Each of the branches has slightly different definitions of reasonable doubt. The definition of reasonable doubt can often mean the difference between guilt or innocence.
In an interesting development, 23 June 2016, the Court of Appeals for the Armed Forces granted review in an Air Force case over the definition of reasonable doubt. See United States v. McClour. The Court is going to examine whether there is an inconsistent application of the definition of reasonable doubt between the branches.
The Air Force defines reasonable doubt under the "firmly convinced" standard:
A “reasonable doubt” is a conscientious doubt, based upon reason and common sense, and arising from the state of the evidence. Some of you may have served as jurors in civil cases, or as members of an administrative board, where you were told that it is only necessary to prove that a fact is more likely true than not true. In criminal cases, the government’s proof must be more powerful than that.
It must be beyond a reasonable doubt. Proof beyond a reasonable doubt is proof that leaves you firmly convinced of the accused’s guilt. There are very few things in this world that we know with absolute certainty, and in criminal cases the law does not require proof that overcomes every possible doubt. If, based on your consideration of the evidence, you are firmly convinced that the accused is guilty of any offense charged, you must find the accused guilty. If, on the other hand, you think there is a real possibility that the accused is not guilty, you must give the accused the benefit of the doubt and find the accused not guilty.
We like the Army the definition - and I hope we don't lose it in this case. The Army definition states that the evidence must exclude every fair and rational hypothesis except for that of guilt. I have won many cases referencing that standard in closing:
A “reasonable doubt” is not a fanciful or ingenious doubt or conjecture, but an honest, conscientious doubt suggested by the material evidence or lack of it in the case. It is an honest misgiving generated by insufficiency of proof of guilt. “Proof beyond a reasonable doubt” means proof to an evidentiary certainty, although not necessarily to an absolute or mathematical certainty. The proof must be such as to exclude not every hypothesis or possibility of innocence, but every fair and rational hypothesis except that of guilt.

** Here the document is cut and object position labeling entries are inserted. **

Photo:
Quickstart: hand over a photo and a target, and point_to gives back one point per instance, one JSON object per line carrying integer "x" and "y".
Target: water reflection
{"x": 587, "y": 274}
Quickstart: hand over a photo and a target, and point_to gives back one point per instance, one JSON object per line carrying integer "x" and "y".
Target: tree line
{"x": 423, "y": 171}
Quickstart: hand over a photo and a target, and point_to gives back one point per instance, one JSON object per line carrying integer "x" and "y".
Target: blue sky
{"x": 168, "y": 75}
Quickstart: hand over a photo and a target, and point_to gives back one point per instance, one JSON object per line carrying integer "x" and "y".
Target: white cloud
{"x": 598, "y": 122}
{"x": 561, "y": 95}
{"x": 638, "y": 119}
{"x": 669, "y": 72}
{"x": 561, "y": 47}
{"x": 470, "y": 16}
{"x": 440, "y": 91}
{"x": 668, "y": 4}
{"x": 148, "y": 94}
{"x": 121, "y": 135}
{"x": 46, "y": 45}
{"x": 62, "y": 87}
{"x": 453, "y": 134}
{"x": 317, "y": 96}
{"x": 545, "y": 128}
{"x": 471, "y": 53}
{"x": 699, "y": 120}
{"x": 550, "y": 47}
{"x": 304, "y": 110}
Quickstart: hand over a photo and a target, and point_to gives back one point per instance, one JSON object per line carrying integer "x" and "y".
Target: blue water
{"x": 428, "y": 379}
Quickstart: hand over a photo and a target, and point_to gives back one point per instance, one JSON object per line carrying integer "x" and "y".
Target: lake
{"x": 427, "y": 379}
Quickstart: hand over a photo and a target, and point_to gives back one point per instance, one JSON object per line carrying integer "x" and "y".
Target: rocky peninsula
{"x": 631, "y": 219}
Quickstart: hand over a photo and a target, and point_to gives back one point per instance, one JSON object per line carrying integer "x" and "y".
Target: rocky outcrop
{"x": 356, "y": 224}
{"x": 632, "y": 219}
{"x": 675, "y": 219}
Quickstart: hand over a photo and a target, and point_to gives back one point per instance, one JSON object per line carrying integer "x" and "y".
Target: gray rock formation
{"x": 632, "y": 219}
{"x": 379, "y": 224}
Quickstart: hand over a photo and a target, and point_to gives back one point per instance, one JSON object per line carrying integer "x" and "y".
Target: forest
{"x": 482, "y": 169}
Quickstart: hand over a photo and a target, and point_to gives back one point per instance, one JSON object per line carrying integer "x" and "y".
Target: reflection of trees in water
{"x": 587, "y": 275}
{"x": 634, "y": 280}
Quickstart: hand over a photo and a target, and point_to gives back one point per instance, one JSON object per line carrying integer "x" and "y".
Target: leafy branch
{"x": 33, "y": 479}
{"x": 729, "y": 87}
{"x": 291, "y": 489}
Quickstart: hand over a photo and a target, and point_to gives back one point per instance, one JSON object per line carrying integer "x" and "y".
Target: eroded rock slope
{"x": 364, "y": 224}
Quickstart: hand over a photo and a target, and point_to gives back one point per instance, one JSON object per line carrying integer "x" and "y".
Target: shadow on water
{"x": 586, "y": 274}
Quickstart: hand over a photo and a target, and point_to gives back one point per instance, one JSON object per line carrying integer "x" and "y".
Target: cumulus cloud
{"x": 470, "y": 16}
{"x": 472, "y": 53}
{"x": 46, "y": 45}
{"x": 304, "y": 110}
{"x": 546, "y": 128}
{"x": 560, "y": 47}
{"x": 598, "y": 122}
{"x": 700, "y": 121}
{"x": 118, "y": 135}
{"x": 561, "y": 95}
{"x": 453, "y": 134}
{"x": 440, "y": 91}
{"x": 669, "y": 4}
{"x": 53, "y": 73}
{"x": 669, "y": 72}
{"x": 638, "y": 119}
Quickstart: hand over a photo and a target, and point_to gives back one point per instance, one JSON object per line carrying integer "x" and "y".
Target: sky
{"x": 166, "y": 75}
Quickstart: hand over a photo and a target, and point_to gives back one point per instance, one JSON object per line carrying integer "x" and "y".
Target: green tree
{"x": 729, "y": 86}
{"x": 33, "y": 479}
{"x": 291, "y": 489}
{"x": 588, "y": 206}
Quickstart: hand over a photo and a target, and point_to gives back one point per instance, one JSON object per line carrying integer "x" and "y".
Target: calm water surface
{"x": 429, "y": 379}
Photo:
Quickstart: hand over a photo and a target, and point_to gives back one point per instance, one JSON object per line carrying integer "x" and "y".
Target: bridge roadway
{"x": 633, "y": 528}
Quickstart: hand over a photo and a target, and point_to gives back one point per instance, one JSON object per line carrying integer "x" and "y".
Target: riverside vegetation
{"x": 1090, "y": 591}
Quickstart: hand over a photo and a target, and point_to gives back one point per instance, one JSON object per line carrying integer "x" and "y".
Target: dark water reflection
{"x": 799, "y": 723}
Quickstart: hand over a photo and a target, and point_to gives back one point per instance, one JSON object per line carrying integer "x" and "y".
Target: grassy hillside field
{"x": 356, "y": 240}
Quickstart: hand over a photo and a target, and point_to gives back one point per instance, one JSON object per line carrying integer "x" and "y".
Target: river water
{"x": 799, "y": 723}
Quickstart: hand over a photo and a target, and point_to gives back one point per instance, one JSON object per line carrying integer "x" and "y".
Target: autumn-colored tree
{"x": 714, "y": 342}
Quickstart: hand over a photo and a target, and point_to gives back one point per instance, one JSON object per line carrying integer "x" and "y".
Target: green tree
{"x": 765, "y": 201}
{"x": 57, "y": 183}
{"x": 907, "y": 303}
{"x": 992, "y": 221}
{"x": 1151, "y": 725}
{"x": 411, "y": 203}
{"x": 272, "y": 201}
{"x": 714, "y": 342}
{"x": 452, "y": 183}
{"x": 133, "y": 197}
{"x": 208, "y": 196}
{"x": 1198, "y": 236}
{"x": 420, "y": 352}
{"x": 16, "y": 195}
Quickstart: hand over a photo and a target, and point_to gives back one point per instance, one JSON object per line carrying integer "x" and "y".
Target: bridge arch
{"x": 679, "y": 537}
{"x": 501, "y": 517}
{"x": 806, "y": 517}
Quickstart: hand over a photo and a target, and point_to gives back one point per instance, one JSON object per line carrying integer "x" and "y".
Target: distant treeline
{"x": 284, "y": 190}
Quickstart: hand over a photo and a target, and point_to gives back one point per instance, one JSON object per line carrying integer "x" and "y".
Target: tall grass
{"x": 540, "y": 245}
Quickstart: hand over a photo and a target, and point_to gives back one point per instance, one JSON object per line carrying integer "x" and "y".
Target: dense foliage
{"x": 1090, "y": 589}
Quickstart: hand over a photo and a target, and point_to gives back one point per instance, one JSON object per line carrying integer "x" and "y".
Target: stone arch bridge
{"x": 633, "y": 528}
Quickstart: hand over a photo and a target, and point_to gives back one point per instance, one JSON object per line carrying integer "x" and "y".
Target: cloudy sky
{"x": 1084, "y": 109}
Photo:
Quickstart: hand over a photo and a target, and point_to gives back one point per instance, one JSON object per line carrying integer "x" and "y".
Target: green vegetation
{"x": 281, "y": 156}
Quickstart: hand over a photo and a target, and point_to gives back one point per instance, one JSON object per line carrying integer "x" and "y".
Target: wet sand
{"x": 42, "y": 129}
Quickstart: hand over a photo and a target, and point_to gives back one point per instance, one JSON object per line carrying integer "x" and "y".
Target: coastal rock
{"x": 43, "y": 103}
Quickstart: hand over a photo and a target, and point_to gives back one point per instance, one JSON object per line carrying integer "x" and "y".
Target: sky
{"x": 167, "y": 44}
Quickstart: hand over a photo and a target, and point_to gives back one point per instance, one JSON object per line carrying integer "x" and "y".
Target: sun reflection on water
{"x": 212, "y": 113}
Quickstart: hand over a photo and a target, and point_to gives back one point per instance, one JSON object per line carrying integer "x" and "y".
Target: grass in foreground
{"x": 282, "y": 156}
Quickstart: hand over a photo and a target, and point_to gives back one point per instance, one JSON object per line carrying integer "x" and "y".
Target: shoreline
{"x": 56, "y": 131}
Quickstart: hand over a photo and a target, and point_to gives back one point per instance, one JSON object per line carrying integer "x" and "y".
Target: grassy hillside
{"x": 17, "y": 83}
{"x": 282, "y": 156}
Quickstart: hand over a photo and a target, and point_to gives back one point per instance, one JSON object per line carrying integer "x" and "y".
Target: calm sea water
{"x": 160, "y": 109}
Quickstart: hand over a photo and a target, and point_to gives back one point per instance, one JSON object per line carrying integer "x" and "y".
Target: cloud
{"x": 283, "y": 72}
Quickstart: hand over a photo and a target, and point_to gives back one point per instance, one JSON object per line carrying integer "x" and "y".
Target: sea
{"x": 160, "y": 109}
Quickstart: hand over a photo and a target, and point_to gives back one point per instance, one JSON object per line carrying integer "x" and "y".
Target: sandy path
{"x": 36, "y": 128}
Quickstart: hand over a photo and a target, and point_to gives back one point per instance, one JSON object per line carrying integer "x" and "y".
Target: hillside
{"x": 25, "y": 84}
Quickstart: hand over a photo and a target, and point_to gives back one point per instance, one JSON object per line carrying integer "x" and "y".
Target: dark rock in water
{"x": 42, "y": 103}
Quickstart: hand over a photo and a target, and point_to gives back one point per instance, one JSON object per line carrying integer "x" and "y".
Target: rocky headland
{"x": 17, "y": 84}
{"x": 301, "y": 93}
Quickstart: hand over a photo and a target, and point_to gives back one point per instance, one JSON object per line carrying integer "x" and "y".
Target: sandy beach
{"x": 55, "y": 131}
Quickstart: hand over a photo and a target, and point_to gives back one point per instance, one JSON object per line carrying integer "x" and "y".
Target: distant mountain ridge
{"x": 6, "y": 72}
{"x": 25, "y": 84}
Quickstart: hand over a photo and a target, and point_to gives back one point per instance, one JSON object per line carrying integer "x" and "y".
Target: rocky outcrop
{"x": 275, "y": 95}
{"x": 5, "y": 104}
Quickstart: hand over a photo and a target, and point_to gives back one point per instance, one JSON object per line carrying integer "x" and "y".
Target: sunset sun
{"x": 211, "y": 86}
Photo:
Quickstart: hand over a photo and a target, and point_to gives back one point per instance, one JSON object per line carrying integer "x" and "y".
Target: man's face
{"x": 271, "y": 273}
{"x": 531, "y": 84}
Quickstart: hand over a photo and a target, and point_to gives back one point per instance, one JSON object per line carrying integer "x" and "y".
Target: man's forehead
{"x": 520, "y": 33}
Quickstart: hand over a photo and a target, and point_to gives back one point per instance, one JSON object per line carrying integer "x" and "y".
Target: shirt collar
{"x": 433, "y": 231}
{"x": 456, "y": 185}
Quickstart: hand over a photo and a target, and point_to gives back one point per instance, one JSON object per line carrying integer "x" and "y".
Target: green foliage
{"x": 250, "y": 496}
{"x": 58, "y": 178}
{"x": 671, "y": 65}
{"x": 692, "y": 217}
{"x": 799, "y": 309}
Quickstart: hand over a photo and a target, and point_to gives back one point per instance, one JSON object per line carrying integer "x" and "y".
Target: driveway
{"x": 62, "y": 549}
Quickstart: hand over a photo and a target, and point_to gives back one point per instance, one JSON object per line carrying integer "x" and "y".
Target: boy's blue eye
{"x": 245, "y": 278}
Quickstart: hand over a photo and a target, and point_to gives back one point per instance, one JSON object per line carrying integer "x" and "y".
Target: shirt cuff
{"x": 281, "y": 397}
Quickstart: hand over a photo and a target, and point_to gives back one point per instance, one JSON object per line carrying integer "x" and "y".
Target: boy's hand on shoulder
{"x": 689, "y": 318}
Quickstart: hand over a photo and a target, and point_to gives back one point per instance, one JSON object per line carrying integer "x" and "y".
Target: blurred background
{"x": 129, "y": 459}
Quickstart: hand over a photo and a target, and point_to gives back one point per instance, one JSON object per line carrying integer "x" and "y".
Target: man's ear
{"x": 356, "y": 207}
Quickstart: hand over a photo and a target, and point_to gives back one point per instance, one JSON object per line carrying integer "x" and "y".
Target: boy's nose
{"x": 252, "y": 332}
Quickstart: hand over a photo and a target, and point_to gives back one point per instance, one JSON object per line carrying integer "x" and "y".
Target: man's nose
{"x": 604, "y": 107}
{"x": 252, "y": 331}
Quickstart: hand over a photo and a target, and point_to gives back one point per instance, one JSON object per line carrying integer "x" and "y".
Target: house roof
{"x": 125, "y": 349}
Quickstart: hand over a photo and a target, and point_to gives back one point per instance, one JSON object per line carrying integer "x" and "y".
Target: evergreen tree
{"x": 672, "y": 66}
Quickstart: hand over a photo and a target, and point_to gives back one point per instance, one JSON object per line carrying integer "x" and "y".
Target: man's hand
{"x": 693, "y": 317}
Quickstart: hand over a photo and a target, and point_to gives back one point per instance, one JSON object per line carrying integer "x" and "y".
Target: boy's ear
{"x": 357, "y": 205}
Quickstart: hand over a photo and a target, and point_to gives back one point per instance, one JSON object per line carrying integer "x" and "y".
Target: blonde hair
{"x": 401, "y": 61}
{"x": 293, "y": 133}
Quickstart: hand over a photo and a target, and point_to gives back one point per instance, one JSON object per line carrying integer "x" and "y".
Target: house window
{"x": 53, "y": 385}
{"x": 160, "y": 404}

The Navy and Marine Corps uses a definition that talks about general misgivings:
By reasonable doubt is intended not a fanciful, speculative, or ingenious doubt or conjecture, but an honest and actual doubt suggested by the material evidence or lack of it in the case. It is a genuine misgiving caused by insufficiency of proof of guilt. Reasonable doubt is a fair and rational doubt based upon reason and common sense and arising from the state of the evidence. Proof beyond a reasonable doubt is proof that leaves you firmly convinced of the accused's guilt.
There are very few things in this world that we know with absolute certainty, and in criminal cases, the law does not require proof that overcomes every possible doubt. If, based on your consideration of the evidence, you are firmly convinced that the accused is guilty of the crime charged, you must find him/her guilty. If, on the other hand, you think there is a real possibility that he/she is not guilty, you shall give him/her the benefit of the doubt and find him/her not guilty.
I will be watching this case with great interest to see whether we wind up with a uniform definition of reasonable doubt.
A copy of the grant order and a Motion for Appropriate Relief that the accused filed in Mclour is attached for some light reading. Hats off to the Air Force appellate attorneys for preparing a draft motion for others to use.